According to BTC, the industry and public policy debate over American Airlines’ Direct Connect plans has been raging for the past year moving clearly to the consumer forefront with American Airlines’ unprovoked assault on Orbitz. Over the course of that debate, American Airlines has repeatedly changed its rationale for why Direct Connect is needed, arguing at various times that it is about cost containment, product customization and technological innovations, among other reasons. The failure of these shifting explanations to convince airline industry stakeholders to embrace the unproven system then led to a new strategy from American Airlines of blunt threats aimed at Orbitz.
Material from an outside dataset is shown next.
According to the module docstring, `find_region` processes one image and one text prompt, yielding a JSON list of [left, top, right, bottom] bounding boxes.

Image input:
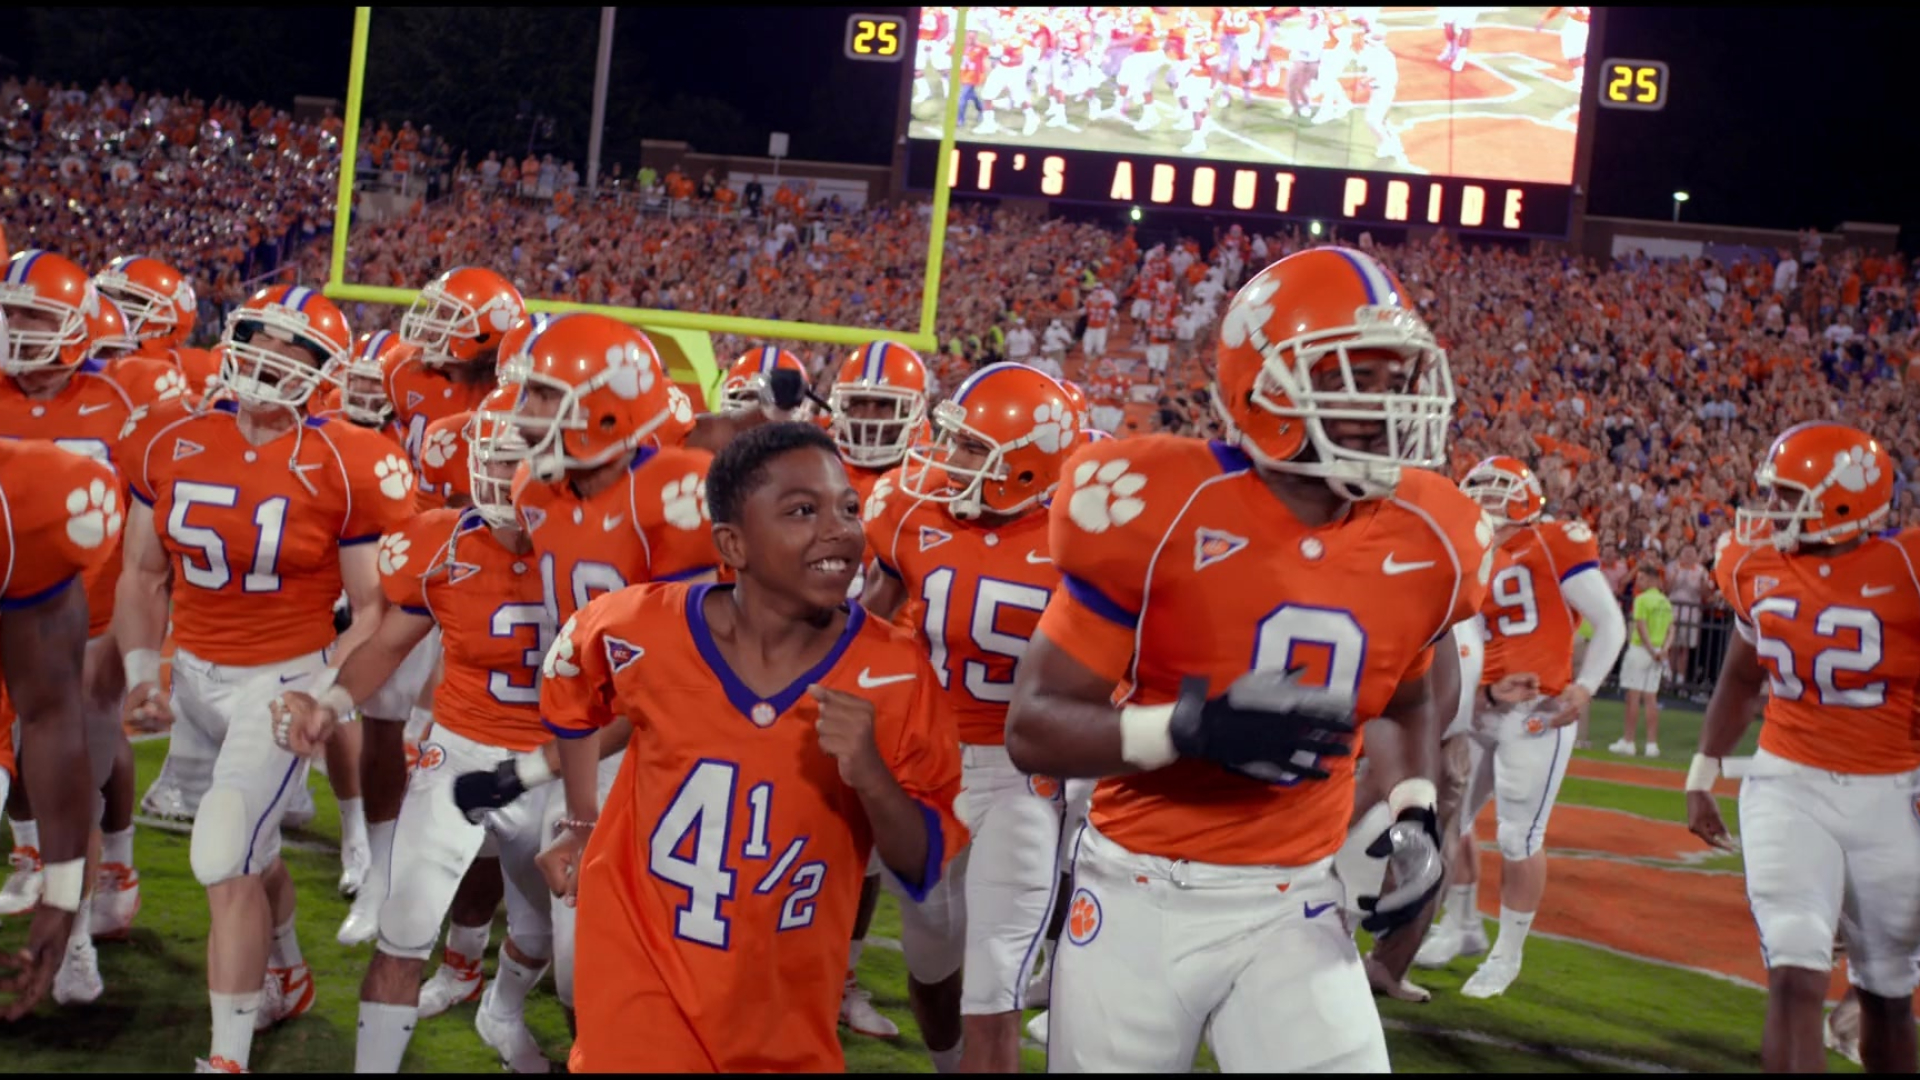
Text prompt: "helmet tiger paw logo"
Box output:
[[152, 369, 188, 402], [543, 618, 582, 679], [1219, 276, 1278, 349], [1029, 401, 1070, 453], [65, 478, 123, 549], [863, 476, 894, 523], [661, 473, 708, 531], [603, 343, 656, 401], [666, 384, 694, 424], [374, 455, 415, 501], [1066, 888, 1102, 946], [420, 428, 460, 469], [1066, 458, 1147, 534], [376, 534, 410, 576], [1831, 448, 1881, 493]]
Mitchell points out, “When an airline must constantly change its rationale for implementing a program, or in the case of Orbitz, resorts to threats to gain acceptance of a new business model, it vividly demonstrates that there is in fact no unmet market need requiring a solution. Whether in North America or Europe, what American Airlines is selling, nobody in the downstream distribution chain, to BTC’s knowledge, is saying they want.”
Interim results from a currently open BTC survey of corporate travel managers point to an overwhelming rejection of American Airlines’ attempts to change the distribution system model to its unique advantage while driving corporate travel departments’ costs up and undermining their ability to adequately service their travelers.
• 94% of surveyed travel managers indicate access to all airfare and ancillary fee information is either indispensably important or very important for their corporate managed travel programs.
• 87% believe that in advocating its Direct Connect strategy American Airlines is endeavoring to secure higher fares-paid by undermining the independent travel distribution system and corporate managed travel programs and by driving more consumers to aa.com where comparison-shopping, expert advice and corporate travel policies are non-existent.
• 88% of travel managers who oppose American Airlines’ Direct Connect believe that the program will result in fragmentation of airfares and fees and that without access to all air travel options travelers will pay higher prices.
• 98% do not support American Airlines’ Direct Connect strategy.